Amusingly, there is much tortuous phrasing and retrospective justification in the paperback, not least in regard to the paragraphs in the hardback which were attributed to Westwood in interviews with Kelly but were in fact word-for-word renditions of text written by Malcolm McLaren for his introduction to The Look or spoken to me in recorded exchanges as far back as 1999.
In fact, the book emerges in paperback as a prime example of the publishing maxim that you can’t polish a turd.
The multiple obfuscations and inaccuracies continue in the paperback edition, which also contains passages where attempts to correct wrong information have resulted in compounding of the original errors.
As to the impact of the book’s editorial sloppiness on others, it should be noted that one of the serious libels contained in the hardback has been removed in the paperback. Picador – and in particular publisher Paul Baggaley and editor Kris Doyle – can count themselves lucky that the victim chose not to take them to the cleaners.
It is heartening to note that there is redress for some of the others whose copyrights were also filched in the hardback; these are the photographers whose work was wrongfully claimed as belonging to Westwood’s archives.
So the paperback now credits David Parkinson, Barry Plummer, David Dagley and Alain Dister (whose portrait of McLaren and Westwood from 1973 remains cropped to exclude the designer’s late partner). Parties acting for all of these made representations to Picador.
But there are several more images belonging to others who didn’t, and their ownership is still claimed by Westwood, including an exterior of Sex at 430 King’s Road taken by Bob Gruen in 1976 (wrongly dated to 1974 on p137), Westwood and others outside Let It Rock taken by Masayoshi Sukita in 1972 (also wrongly dated – to 1971 – on p122) and Norma Moriceau’s 1977 portrait of Westwood (p182).
And then there are the photographs taken by Robyn Beeche at the early 80s Westwood and McLaren catwalk shows (pp37, 233) and well as their shop Nostalgia Of Mud (p254) and for the Pirate show invite (p230).
Beeche, who died just a few weeks ago on August 13, is not credited for any of them; instead they are claimed by the Vivienne Westwood Archive.
Robyn was a gentle, spiritual person who almost single-handedly documented Westwood’s rise as a fashion force in the early 80s.
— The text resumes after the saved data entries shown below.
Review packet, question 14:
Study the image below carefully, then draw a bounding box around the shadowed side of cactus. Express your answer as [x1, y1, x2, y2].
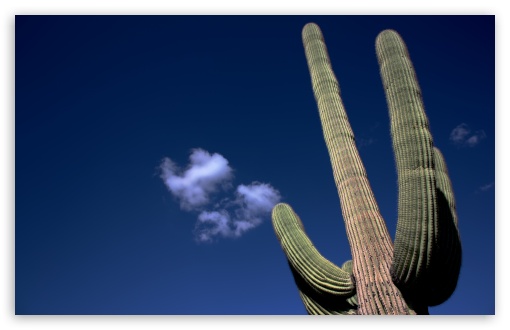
[271, 23, 461, 315]
[376, 30, 461, 307]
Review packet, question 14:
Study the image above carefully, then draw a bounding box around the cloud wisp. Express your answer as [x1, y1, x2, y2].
[160, 149, 281, 243]
[195, 182, 281, 242]
[356, 137, 375, 148]
[478, 182, 495, 193]
[450, 123, 486, 147]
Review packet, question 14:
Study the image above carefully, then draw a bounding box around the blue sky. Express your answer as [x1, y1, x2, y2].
[15, 15, 494, 315]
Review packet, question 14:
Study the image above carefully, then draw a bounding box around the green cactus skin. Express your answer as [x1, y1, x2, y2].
[272, 23, 461, 315]
[376, 30, 462, 307]
[272, 204, 357, 314]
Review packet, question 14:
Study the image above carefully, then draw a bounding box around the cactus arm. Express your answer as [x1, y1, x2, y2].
[433, 147, 459, 228]
[341, 260, 359, 308]
[298, 291, 358, 315]
[341, 259, 353, 274]
[376, 31, 462, 306]
[292, 262, 358, 315]
[376, 29, 438, 292]
[425, 147, 461, 305]
[272, 203, 355, 296]
[272, 203, 358, 314]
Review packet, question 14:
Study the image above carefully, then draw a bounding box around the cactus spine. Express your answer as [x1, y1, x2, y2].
[272, 23, 461, 315]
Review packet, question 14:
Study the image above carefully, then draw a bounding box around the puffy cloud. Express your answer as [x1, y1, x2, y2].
[160, 150, 281, 243]
[159, 149, 233, 211]
[450, 123, 486, 147]
[195, 210, 232, 242]
[236, 183, 281, 215]
[232, 182, 281, 237]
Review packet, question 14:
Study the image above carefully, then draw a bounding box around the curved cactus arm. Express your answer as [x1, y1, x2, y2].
[425, 147, 461, 306]
[290, 259, 358, 314]
[341, 260, 359, 308]
[341, 259, 353, 274]
[298, 291, 358, 315]
[298, 291, 331, 314]
[272, 203, 355, 296]
[292, 259, 359, 315]
[376, 29, 439, 292]
[272, 203, 358, 314]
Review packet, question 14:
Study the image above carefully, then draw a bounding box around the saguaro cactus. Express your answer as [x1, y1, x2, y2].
[272, 23, 461, 315]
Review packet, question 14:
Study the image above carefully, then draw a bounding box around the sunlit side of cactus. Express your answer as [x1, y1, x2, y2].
[272, 23, 461, 315]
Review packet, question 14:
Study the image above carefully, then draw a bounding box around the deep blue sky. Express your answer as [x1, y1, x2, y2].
[15, 15, 494, 315]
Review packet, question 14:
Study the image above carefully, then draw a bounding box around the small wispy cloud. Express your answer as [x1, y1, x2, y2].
[478, 182, 495, 192]
[465, 133, 487, 147]
[450, 123, 486, 147]
[357, 137, 375, 148]
[356, 122, 380, 148]
[159, 149, 281, 243]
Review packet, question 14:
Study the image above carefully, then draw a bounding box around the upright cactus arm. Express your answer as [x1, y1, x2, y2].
[433, 147, 459, 228]
[426, 147, 461, 306]
[376, 30, 461, 305]
[376, 29, 437, 292]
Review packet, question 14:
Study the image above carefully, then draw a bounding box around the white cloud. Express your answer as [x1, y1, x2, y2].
[193, 182, 281, 242]
[449, 123, 470, 144]
[195, 210, 232, 242]
[159, 149, 233, 211]
[450, 123, 486, 147]
[466, 131, 487, 147]
[236, 183, 281, 215]
[160, 150, 281, 243]
[232, 182, 281, 237]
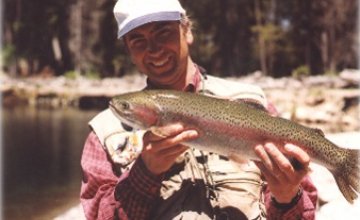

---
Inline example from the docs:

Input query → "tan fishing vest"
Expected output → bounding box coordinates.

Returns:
[89,75,268,220]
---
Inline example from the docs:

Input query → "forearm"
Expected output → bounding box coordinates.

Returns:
[264,176,318,220]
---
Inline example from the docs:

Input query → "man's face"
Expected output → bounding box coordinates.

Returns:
[124,21,192,86]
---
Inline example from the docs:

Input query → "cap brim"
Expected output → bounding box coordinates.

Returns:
[118,11,182,38]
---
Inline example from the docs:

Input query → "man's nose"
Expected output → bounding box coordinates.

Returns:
[147,39,160,53]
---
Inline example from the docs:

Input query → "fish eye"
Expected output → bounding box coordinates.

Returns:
[121,101,130,110]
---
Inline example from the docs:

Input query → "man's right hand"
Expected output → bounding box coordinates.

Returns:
[141,123,198,175]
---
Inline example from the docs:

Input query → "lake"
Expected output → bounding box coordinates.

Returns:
[2,105,100,219]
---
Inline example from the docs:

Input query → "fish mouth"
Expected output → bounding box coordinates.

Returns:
[109,101,117,114]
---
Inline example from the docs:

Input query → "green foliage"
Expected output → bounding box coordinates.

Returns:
[291,65,310,78]
[324,70,338,77]
[64,71,80,80]
[64,70,101,80]
[252,24,283,43]
[1,44,16,66]
[84,71,101,80]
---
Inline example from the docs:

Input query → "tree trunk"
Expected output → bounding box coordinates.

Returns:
[254,0,268,75]
[68,0,83,73]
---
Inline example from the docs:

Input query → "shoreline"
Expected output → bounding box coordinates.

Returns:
[1,70,359,133]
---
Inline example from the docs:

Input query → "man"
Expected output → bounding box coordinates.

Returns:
[80,0,317,219]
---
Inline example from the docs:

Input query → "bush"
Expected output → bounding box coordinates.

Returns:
[64,71,80,80]
[291,65,310,78]
[84,71,100,80]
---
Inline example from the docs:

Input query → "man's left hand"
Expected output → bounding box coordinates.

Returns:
[254,143,310,203]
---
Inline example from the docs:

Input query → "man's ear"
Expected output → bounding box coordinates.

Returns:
[186,29,194,45]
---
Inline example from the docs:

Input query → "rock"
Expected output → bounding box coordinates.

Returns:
[340,69,360,87]
[326,132,360,149]
[302,75,349,88]
[316,199,360,220]
[295,106,334,123]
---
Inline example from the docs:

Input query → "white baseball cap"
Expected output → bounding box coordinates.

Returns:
[113,0,186,38]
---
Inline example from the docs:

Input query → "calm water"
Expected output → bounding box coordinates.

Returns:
[2,106,100,220]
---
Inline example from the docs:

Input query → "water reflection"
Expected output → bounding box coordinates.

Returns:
[3,106,99,219]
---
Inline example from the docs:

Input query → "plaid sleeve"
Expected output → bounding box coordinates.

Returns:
[80,131,163,220]
[115,157,163,219]
[265,176,318,220]
[80,131,126,220]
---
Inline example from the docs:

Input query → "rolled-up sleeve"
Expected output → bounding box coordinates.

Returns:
[264,176,318,220]
[80,131,163,220]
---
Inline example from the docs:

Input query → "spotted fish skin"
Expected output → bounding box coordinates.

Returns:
[109,89,360,203]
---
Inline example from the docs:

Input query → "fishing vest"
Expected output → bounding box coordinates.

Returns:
[89,74,268,220]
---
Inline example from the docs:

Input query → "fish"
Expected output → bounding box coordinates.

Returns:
[109,89,360,204]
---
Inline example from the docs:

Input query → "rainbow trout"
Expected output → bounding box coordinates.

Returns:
[109,90,360,203]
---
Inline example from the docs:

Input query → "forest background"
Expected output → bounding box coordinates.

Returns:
[2,0,358,78]
[1,1,359,219]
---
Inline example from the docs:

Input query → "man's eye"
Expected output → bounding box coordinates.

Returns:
[130,39,146,49]
[157,29,172,39]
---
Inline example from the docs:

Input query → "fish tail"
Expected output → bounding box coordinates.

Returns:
[332,149,360,204]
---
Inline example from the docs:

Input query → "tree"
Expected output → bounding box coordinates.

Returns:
[313,0,358,73]
[283,0,358,75]
[183,0,256,76]
[2,0,358,77]
[67,0,122,77]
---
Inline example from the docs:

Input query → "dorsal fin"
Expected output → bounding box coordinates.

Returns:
[312,128,325,137]
[236,98,267,112]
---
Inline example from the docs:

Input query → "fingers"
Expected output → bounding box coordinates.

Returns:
[283,144,310,167]
[143,123,198,153]
[265,143,296,177]
[254,161,278,183]
[254,143,310,183]
[254,144,274,171]
[144,123,185,142]
[146,130,198,152]
[163,144,189,159]
[254,142,310,203]
[141,124,199,175]
[254,144,287,182]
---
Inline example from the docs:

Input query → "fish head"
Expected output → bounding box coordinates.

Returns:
[109,91,161,130]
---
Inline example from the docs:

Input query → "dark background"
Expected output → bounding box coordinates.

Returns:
[2,0,358,78]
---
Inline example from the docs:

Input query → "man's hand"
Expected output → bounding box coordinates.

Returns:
[141,123,198,176]
[254,143,310,203]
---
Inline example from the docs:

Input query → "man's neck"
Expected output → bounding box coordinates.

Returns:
[148,58,197,91]
[172,58,196,91]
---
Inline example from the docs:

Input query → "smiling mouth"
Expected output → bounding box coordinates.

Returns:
[150,56,171,68]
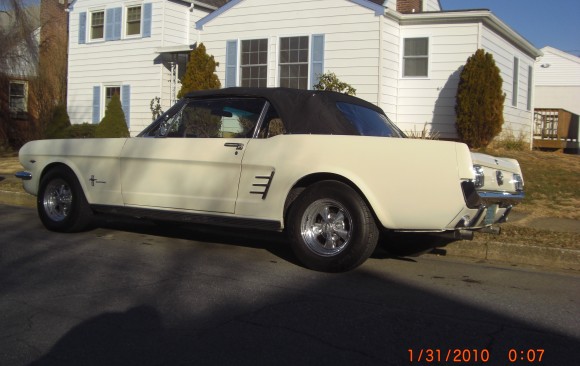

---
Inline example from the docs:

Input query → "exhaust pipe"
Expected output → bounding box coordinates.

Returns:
[434,229,474,241]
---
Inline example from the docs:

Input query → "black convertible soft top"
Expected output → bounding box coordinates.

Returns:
[184,87,386,135]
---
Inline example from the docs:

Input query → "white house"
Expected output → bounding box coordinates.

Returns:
[67,0,542,141]
[535,46,580,116]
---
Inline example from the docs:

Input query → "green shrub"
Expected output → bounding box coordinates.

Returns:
[64,123,97,138]
[313,72,356,95]
[455,49,505,148]
[45,105,71,139]
[95,94,130,138]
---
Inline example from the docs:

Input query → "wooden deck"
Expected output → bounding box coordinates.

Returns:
[533,108,579,151]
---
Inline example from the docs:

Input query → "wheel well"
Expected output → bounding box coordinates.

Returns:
[283,173,378,226]
[40,162,74,181]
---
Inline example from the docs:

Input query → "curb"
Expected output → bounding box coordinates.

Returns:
[0,189,578,272]
[438,240,580,271]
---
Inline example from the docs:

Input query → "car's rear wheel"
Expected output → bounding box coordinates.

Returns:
[37,166,92,232]
[287,181,379,272]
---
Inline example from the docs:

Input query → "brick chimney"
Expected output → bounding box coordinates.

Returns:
[397,0,422,13]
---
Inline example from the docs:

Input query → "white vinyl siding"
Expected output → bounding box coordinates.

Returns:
[198,0,381,102]
[68,1,162,134]
[535,47,580,115]
[481,26,536,140]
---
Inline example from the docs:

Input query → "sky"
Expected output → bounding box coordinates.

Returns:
[440,0,580,56]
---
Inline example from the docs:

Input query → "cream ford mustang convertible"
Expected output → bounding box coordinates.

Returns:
[17,88,524,272]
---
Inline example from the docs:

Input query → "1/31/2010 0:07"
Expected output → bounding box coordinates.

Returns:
[408,348,545,363]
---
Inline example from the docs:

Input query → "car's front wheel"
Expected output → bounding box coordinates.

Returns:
[37,166,92,232]
[287,181,379,272]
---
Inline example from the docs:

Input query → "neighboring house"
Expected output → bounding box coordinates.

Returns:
[0,5,40,123]
[1,0,69,147]
[535,47,580,115]
[67,0,542,142]
[533,46,580,151]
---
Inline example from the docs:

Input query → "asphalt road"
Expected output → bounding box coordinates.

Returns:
[0,204,579,366]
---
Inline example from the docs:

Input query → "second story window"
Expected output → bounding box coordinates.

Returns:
[241,39,268,87]
[90,11,104,40]
[126,6,142,36]
[279,36,309,89]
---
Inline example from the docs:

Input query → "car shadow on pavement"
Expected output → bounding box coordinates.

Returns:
[92,214,454,268]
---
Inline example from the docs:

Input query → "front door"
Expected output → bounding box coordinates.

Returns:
[120,97,267,213]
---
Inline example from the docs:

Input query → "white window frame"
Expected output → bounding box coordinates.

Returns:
[278,35,310,90]
[402,37,429,78]
[125,3,143,38]
[240,38,268,88]
[103,85,121,116]
[9,80,28,113]
[89,9,105,41]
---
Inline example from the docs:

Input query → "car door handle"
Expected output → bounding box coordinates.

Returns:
[224,142,244,150]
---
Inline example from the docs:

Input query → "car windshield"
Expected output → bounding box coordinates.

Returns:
[336,102,405,138]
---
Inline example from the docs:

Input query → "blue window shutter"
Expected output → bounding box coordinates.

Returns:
[105,8,121,41]
[225,40,238,87]
[114,8,122,40]
[78,12,86,44]
[92,86,101,123]
[121,85,131,128]
[310,34,325,89]
[142,3,152,38]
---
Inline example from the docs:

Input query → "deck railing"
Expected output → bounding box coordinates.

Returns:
[533,108,579,150]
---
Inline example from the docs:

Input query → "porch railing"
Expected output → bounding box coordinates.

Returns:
[533,108,579,150]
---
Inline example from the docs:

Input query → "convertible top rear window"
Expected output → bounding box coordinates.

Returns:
[336,102,405,138]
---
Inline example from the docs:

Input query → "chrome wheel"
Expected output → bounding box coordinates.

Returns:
[300,199,353,257]
[42,178,73,222]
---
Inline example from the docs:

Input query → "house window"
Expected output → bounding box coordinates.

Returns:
[279,36,309,89]
[527,65,533,111]
[90,10,104,40]
[105,86,121,107]
[9,81,27,113]
[512,57,519,107]
[126,5,141,36]
[403,38,429,77]
[241,39,268,87]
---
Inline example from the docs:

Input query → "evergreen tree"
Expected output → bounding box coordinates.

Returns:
[45,105,71,139]
[177,43,221,98]
[95,93,130,138]
[455,49,505,148]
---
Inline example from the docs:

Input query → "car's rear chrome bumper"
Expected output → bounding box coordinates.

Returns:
[461,181,524,209]
[15,171,32,181]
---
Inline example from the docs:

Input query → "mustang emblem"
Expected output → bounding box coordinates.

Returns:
[89,175,106,186]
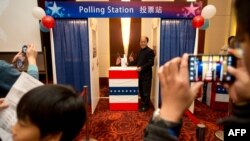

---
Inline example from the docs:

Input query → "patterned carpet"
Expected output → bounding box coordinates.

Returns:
[76,99,227,141]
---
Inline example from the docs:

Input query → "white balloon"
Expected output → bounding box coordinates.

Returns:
[32,7,46,20]
[201,5,217,19]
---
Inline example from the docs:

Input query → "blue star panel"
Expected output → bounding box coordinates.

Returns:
[45,1,203,18]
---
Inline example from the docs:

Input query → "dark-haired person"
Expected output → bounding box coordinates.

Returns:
[0,44,38,98]
[11,85,86,141]
[128,36,155,112]
[219,0,250,130]
[220,36,236,54]
[228,36,236,48]
[215,35,236,140]
[144,0,250,140]
[144,53,202,141]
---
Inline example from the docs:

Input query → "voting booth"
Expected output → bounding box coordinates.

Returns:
[109,67,139,111]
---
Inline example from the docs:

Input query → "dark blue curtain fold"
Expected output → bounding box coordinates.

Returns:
[159,19,196,107]
[53,19,90,97]
[160,19,196,65]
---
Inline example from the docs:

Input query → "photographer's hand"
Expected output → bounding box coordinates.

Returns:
[224,65,250,104]
[158,53,203,122]
[224,48,250,103]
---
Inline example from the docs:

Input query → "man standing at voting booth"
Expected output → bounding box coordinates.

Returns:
[128,36,155,112]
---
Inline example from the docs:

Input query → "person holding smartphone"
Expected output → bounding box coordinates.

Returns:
[144,0,250,140]
[0,44,38,98]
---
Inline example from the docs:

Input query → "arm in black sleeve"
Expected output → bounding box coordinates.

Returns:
[144,117,182,141]
[217,103,250,126]
[141,49,154,71]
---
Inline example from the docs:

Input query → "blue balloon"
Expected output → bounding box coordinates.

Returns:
[200,19,209,30]
[40,22,49,32]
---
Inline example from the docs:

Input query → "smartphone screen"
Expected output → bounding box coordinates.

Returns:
[188,55,237,82]
[22,45,27,54]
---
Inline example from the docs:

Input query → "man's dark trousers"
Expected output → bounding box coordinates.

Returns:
[139,78,152,109]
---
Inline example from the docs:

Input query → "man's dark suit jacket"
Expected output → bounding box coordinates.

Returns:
[129,46,155,80]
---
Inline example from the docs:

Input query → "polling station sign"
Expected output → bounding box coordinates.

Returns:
[45,1,203,18]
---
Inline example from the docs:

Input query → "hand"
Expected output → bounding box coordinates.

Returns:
[137,67,141,72]
[158,53,203,122]
[26,44,37,66]
[129,55,134,62]
[116,56,121,65]
[224,64,250,103]
[228,48,243,59]
[0,98,8,111]
[12,51,23,63]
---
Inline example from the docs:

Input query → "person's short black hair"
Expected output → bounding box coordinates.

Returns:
[228,36,235,45]
[140,36,149,43]
[235,0,250,36]
[17,85,86,141]
[145,36,149,42]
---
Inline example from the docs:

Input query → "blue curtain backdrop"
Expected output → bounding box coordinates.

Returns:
[160,19,196,65]
[159,19,196,106]
[53,19,91,99]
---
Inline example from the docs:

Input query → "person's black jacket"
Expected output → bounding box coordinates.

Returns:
[218,103,250,134]
[129,47,154,80]
[144,103,250,140]
[144,117,181,141]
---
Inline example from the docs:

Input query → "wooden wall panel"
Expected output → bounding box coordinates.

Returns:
[109,18,141,66]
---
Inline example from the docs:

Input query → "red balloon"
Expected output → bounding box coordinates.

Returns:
[41,16,55,29]
[192,16,204,28]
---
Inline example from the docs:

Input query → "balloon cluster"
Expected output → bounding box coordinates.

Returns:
[192,5,216,30]
[32,7,55,32]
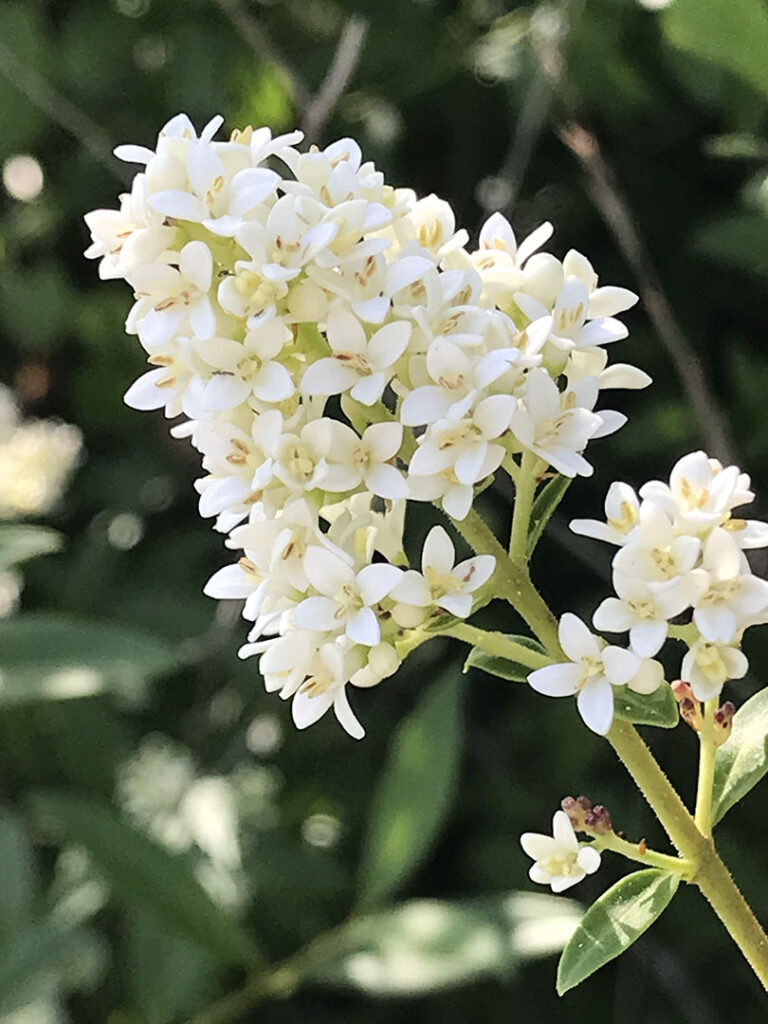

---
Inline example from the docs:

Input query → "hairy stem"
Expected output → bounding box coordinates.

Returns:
[593,831,694,877]
[694,698,718,838]
[443,621,552,669]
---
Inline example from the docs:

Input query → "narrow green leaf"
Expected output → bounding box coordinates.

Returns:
[0,613,179,704]
[693,214,768,279]
[527,475,571,557]
[307,892,581,997]
[613,682,679,729]
[31,793,258,967]
[358,669,463,907]
[557,870,679,995]
[663,0,768,99]
[0,525,62,571]
[712,688,768,825]
[464,635,548,682]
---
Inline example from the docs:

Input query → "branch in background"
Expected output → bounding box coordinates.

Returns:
[558,121,737,467]
[212,0,312,109]
[0,38,125,181]
[301,15,368,142]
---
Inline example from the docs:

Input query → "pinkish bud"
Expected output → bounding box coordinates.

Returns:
[713,701,736,747]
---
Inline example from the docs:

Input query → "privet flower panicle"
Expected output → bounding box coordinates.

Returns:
[85,113,645,738]
[529,451,768,735]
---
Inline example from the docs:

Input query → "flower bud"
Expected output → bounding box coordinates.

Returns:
[713,700,736,747]
[672,679,703,731]
[561,795,612,834]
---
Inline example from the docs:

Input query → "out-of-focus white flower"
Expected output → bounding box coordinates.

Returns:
[521,810,601,893]
[527,613,640,735]
[0,418,82,519]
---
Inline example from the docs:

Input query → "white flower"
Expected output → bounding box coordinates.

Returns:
[391,525,495,619]
[640,451,768,547]
[292,545,402,646]
[612,500,701,592]
[527,613,641,735]
[508,368,602,477]
[300,311,411,405]
[408,395,514,491]
[593,574,691,657]
[681,638,748,702]
[692,530,768,643]
[570,481,640,546]
[290,641,366,739]
[325,422,407,499]
[126,241,216,347]
[196,321,294,411]
[520,810,601,893]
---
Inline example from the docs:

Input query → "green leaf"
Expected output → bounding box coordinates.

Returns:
[663,0,768,99]
[527,475,572,557]
[0,613,179,704]
[612,682,679,729]
[31,793,258,968]
[712,688,768,825]
[307,892,581,997]
[557,869,679,995]
[464,635,548,682]
[0,809,37,935]
[358,669,463,907]
[0,526,62,571]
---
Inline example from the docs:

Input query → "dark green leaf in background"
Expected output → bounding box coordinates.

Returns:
[307,892,582,997]
[358,668,463,907]
[0,613,180,704]
[31,793,258,967]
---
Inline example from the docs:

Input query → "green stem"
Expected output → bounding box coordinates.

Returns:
[593,831,693,877]
[694,698,718,838]
[509,449,538,558]
[607,718,768,991]
[450,509,563,657]
[443,622,552,669]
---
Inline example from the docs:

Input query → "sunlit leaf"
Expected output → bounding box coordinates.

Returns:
[464,635,548,682]
[358,668,463,907]
[712,688,768,825]
[557,870,679,995]
[527,476,572,557]
[613,682,679,729]
[0,526,62,571]
[307,892,582,997]
[663,0,768,98]
[31,793,258,968]
[0,613,179,704]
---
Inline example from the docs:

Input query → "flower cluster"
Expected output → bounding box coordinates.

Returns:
[529,451,768,734]
[85,113,644,738]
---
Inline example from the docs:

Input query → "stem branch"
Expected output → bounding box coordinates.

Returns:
[695,698,718,838]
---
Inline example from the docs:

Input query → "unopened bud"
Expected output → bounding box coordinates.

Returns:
[713,701,735,747]
[562,795,612,835]
[672,680,703,731]
[584,804,613,836]
[561,795,591,831]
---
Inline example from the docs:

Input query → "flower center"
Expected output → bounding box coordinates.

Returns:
[334,583,363,619]
[541,851,580,877]
[695,643,728,684]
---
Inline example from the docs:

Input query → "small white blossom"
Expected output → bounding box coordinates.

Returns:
[527,613,641,735]
[521,810,601,893]
[681,638,748,702]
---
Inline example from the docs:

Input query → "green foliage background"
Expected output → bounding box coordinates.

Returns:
[1,0,768,1020]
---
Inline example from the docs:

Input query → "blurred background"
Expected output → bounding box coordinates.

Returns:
[0,0,767,1020]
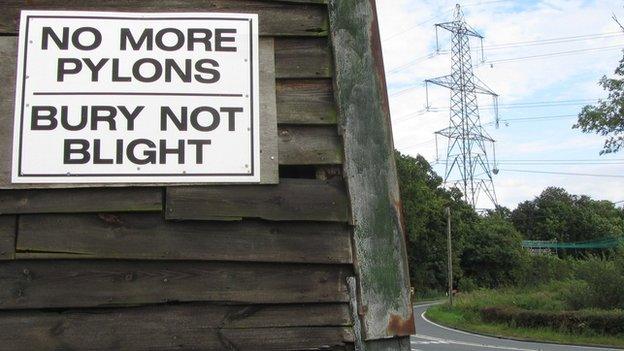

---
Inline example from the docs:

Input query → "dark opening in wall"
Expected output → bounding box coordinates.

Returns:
[279,165,317,179]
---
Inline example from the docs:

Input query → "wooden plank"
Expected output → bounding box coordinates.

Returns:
[220,327,354,350]
[265,0,328,4]
[0,260,350,309]
[260,38,279,184]
[278,125,343,165]
[0,37,16,189]
[0,1,328,36]
[277,79,337,124]
[0,187,162,214]
[275,37,332,78]
[16,213,352,264]
[166,178,349,221]
[329,0,414,342]
[0,216,15,260]
[365,338,412,351]
[0,303,350,350]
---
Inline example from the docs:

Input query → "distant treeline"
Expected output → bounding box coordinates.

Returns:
[395,151,624,296]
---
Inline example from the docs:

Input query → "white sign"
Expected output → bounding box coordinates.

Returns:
[12,11,260,183]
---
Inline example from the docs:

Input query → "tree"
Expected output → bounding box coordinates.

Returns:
[574,51,624,154]
[461,213,527,288]
[510,187,624,247]
[395,151,477,295]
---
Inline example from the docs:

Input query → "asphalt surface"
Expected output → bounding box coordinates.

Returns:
[411,303,623,351]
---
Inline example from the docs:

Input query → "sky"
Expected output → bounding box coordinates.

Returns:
[376,0,624,210]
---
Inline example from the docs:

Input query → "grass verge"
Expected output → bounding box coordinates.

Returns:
[426,299,624,348]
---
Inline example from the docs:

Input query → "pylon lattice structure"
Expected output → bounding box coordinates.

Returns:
[425,4,499,209]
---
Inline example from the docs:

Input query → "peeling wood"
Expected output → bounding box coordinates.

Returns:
[328,0,414,342]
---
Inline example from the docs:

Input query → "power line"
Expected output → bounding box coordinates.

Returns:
[434,159,624,165]
[389,85,423,97]
[382,1,514,43]
[498,159,624,161]
[392,109,586,125]
[480,32,623,50]
[398,138,436,150]
[484,114,578,126]
[381,9,453,42]
[495,98,598,107]
[385,31,624,74]
[426,99,598,111]
[485,44,624,65]
[391,109,431,123]
[387,52,441,75]
[499,169,624,178]
[462,0,513,6]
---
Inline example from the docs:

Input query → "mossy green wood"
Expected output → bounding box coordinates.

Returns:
[328,0,414,343]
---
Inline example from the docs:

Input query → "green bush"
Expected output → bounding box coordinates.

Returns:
[480,306,624,335]
[562,257,624,310]
[458,277,478,292]
[516,255,575,287]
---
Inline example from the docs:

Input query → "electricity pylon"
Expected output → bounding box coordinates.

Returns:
[425,4,499,209]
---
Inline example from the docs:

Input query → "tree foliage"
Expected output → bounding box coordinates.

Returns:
[396,151,525,292]
[574,52,624,154]
[510,187,624,244]
[395,152,624,294]
[395,151,475,294]
[461,213,527,288]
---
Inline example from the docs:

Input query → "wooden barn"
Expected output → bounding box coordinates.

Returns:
[0,0,414,350]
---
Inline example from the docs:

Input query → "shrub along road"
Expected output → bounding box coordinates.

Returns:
[411,303,623,351]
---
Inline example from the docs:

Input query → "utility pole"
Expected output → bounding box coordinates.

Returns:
[425,4,499,209]
[445,206,453,306]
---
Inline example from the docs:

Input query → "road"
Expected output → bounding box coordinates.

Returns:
[411,303,623,351]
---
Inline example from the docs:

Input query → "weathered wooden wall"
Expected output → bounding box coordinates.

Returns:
[0,1,358,350]
[0,0,414,349]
It seems incredible that, given this second chance in the paperback, the designer, her publisher and her co-author did not choose to recognise this fact (it was pointed out last year here).
Shame on them.
While I am pleased that acknowledgement of the usage of my work without consent, or recognition has begun, I am keeping my options open, not least since I am out of pocket to the tune of several thousands of pounds in legal costs. In fact, it seems to me that this turn of events bolsters my case.
And the fact remains that Westwood’s important contribution to visual culture has been seriously undermined by this confused and utterly unreliable bio.
One thing: the experience has guaranteed an even-handed approach to my biography of McLaren, which is out in 2017. I will not fall into the trap of partiality which evidently (and unprofessionally) engulfed Kelly and will do my utmost to ensure an accurate and balanced account of the extraordinary partnership Westwood conducted with the late cultural iconoclast.